Retrieve data from PubMed following a search performed via the get_pubmed_ids() function. Data are downloaded in the XML format and are retrieved in batches of up to 5000 records.

Usage

1
fetch_pubmed_data(pubmed_id_list, retstart = 0, retmax = 500)

Arguments

pubmed_id_list

is a list and is the result of a get_pubmed_ids() call.

retstart

is an integer (>=0) and corresponds to the index of the first UID in the retrieved PubMed Search Result set to be included in the XML output (default=0, corresponding to the first record of the entire set).

retmax

is an integer (>=1) and corresponds to the maximum number of UIDs from the retrieved set to be downloaded.

Details

This function will take the result of a get_pubmed_ids() call as argument and will download the corresponding data from Entrez via the PubMed API efetch function.
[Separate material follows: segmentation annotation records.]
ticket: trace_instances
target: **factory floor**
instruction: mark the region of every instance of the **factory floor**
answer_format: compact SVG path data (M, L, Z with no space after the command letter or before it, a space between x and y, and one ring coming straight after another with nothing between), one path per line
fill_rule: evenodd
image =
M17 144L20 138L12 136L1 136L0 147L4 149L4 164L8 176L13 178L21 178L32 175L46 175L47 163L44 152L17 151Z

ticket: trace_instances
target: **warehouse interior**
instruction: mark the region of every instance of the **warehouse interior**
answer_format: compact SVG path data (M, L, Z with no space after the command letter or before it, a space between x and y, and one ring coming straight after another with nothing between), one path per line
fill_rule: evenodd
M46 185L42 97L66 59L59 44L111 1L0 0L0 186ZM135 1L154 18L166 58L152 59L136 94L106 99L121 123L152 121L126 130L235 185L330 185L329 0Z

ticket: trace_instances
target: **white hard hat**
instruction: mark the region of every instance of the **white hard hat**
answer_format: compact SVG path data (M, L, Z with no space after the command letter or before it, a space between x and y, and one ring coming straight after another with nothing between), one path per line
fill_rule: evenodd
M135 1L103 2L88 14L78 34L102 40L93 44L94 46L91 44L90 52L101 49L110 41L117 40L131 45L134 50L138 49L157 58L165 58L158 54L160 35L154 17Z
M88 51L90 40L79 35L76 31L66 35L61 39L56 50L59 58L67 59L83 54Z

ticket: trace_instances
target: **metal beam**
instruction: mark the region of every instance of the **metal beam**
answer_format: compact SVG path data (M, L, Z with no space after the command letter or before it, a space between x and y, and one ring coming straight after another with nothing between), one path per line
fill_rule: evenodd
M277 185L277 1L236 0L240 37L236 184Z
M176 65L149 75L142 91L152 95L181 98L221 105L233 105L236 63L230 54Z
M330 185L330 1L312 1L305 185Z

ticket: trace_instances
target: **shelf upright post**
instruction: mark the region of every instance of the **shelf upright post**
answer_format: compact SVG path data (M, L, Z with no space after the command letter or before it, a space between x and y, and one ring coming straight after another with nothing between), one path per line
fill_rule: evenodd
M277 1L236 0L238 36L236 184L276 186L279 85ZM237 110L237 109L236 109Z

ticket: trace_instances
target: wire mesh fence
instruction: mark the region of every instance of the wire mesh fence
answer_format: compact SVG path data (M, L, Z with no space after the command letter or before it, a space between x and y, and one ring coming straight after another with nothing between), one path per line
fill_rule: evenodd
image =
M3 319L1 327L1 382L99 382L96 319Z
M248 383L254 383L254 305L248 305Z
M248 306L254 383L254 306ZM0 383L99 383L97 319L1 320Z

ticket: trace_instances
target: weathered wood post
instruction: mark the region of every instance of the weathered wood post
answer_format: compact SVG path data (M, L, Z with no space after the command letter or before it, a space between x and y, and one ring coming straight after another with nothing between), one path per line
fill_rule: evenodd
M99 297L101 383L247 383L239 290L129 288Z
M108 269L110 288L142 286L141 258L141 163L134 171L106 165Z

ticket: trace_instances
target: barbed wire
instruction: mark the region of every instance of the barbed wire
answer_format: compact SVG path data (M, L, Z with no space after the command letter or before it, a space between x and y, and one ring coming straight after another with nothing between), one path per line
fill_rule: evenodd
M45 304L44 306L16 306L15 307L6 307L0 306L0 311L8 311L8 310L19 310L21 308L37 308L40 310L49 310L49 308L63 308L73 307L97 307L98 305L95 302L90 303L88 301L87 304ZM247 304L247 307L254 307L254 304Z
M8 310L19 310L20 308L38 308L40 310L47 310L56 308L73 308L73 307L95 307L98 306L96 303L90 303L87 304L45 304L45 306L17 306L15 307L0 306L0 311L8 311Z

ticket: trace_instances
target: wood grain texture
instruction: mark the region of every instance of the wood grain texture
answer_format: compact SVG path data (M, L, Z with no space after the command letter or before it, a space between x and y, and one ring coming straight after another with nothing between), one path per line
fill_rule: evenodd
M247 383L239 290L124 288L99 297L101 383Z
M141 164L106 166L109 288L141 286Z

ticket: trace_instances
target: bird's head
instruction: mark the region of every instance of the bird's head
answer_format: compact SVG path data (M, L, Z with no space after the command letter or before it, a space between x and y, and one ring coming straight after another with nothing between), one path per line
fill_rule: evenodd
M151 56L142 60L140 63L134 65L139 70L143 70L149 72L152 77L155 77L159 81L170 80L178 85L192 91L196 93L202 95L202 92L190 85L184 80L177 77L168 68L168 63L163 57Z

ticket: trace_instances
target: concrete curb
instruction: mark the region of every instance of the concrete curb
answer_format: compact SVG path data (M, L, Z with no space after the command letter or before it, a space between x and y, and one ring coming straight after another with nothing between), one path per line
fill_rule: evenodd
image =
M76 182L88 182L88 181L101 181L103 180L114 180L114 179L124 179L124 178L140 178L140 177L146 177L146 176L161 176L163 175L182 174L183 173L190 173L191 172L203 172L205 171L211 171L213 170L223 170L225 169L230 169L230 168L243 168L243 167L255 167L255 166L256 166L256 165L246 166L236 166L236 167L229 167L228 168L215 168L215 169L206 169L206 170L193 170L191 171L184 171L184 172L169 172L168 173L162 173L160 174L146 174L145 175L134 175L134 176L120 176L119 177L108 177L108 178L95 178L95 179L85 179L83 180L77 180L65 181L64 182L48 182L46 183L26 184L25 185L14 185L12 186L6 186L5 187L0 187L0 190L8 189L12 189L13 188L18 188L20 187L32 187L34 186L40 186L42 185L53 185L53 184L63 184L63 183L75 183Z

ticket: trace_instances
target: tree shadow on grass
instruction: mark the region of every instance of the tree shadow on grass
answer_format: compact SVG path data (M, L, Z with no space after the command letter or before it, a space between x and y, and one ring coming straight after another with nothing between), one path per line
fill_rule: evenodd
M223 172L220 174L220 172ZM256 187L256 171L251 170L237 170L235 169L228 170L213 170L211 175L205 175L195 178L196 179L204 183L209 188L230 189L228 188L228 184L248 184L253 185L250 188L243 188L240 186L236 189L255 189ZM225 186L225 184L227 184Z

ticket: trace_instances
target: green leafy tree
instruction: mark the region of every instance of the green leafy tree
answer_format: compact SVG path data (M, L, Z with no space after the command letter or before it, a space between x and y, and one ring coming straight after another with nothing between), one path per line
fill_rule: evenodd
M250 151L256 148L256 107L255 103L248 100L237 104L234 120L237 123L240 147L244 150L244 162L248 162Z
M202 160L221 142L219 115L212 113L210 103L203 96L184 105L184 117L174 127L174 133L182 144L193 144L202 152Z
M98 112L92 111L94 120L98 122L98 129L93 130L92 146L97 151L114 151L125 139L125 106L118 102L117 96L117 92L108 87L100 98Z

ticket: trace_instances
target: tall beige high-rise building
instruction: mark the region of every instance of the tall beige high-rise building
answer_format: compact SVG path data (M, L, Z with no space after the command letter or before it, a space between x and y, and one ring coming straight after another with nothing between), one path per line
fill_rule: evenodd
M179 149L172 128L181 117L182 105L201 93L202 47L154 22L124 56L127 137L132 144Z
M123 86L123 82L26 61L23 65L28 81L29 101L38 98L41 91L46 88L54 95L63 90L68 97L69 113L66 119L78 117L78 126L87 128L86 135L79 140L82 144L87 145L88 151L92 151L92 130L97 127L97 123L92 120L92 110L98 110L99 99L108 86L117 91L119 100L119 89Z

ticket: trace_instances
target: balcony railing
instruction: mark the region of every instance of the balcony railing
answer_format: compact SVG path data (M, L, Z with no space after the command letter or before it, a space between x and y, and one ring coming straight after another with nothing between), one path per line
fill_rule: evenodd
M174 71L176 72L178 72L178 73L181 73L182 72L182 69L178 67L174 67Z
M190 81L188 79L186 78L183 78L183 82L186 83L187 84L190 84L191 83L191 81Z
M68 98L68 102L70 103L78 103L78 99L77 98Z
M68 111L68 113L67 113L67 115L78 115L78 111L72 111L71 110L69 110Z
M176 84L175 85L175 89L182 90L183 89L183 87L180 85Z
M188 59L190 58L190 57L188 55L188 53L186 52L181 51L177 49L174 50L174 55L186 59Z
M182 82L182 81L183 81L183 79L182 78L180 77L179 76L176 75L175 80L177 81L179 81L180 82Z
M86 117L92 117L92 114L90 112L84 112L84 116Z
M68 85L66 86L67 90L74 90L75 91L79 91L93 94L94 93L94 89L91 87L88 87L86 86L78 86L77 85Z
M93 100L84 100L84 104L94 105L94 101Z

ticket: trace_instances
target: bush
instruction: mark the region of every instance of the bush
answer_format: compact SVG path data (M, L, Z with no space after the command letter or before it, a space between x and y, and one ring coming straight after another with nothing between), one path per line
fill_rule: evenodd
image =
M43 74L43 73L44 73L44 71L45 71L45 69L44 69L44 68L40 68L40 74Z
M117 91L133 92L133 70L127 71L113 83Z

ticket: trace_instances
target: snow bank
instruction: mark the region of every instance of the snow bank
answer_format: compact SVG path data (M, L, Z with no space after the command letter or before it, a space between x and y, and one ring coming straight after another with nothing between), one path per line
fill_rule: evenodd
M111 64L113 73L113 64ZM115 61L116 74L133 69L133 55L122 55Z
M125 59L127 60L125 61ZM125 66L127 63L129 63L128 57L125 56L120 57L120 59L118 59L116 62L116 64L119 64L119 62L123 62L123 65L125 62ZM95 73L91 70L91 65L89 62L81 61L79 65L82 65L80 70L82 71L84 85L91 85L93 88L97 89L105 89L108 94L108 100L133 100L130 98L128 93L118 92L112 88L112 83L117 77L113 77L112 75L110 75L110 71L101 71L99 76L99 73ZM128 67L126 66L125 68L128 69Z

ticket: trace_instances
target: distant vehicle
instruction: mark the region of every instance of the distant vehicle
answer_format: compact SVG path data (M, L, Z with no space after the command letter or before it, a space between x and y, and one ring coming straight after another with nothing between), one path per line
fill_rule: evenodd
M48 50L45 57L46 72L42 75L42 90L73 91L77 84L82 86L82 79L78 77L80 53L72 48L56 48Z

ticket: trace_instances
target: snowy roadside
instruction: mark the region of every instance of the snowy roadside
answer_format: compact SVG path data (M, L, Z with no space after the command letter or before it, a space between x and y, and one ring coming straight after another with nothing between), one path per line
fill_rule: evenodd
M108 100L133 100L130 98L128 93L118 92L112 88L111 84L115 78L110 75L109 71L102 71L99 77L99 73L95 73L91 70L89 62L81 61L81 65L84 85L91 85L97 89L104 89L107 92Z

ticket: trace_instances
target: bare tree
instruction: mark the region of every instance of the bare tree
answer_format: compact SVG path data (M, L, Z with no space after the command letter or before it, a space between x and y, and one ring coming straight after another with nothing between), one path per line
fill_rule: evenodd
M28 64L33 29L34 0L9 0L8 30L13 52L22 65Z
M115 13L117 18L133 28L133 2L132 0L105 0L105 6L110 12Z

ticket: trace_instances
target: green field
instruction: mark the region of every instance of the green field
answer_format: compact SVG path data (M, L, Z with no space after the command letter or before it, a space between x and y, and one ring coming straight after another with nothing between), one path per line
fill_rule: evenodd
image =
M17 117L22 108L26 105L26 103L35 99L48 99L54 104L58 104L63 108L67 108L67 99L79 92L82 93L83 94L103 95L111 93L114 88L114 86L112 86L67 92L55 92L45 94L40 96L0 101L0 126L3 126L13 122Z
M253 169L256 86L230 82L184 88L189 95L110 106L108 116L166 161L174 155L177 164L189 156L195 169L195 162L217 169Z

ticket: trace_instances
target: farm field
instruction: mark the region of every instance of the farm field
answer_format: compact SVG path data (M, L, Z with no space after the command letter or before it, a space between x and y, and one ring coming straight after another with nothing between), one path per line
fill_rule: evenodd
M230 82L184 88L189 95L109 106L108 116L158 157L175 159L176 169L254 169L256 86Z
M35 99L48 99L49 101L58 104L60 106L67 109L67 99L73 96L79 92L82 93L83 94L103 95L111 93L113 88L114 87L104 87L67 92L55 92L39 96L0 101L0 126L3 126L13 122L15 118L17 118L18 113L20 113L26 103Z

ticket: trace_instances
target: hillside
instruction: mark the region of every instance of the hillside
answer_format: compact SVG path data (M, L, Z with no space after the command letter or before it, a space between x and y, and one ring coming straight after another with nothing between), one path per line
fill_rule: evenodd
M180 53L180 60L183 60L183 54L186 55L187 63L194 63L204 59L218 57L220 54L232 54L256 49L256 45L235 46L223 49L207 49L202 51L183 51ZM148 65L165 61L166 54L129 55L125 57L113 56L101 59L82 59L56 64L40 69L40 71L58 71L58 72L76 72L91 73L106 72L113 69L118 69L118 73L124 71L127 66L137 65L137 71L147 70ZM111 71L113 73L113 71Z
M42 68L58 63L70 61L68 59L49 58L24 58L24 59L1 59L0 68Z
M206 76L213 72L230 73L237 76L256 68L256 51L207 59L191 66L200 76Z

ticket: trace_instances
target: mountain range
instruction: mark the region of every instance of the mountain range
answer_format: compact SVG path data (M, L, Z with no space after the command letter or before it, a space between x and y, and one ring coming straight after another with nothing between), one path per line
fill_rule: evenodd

The first entry to be retrieved may be adjusted via the retastart parameter (this allows the user to download large batches of PubMed data). The maximum number of entries to be retrieved can also be set adjusting the retmax parameter (1 < retmax < 5000). Retrieved data in the XML format will be downloaded on the fly (no files are saved locally as a result of a fetch_pubmed_data() call).

Value

a XMLInternalDocument-class object. The function output contains all data retrieved from Pubmed in XML format and can be accessed using a XML parser (for example, the XML package). Alternatively, specific records may be extracted using regular expressions.

Author(s)

Damiano Fantini <"damiano.fantini@gmail.com">

References

<"http://www.biotechworld.it/bioinf/2016/01/05/querying-pubmed-via-the-easypubmed-package-in-r/">

Examples

 1
 2
 3
 4
 5
 6
 7
 8
 9
10
##  Download PubMed Records corresponding to papers written
##  by Damiano Fantini. Data is downloaded in XML format
##  Article Titles are print to screen.
##
dami_on_pubmed <- get_pubmed_ids("Damiano Fantini[AU]")
dami_papers_xml <- fetch_pubmed_data(dami_on_pubmed)
titles <- unlist(xpathApply(dami_papers_xml, "//ArticleTitle", saveXML))
t_pos <- regexpr("<ArticleTitle>.*<\\/ArticleTitle>", titles)
titles <- substr(titles, t_pos + 14 , t_pos + attributes(t_pos)$match.length -16)
print(titles)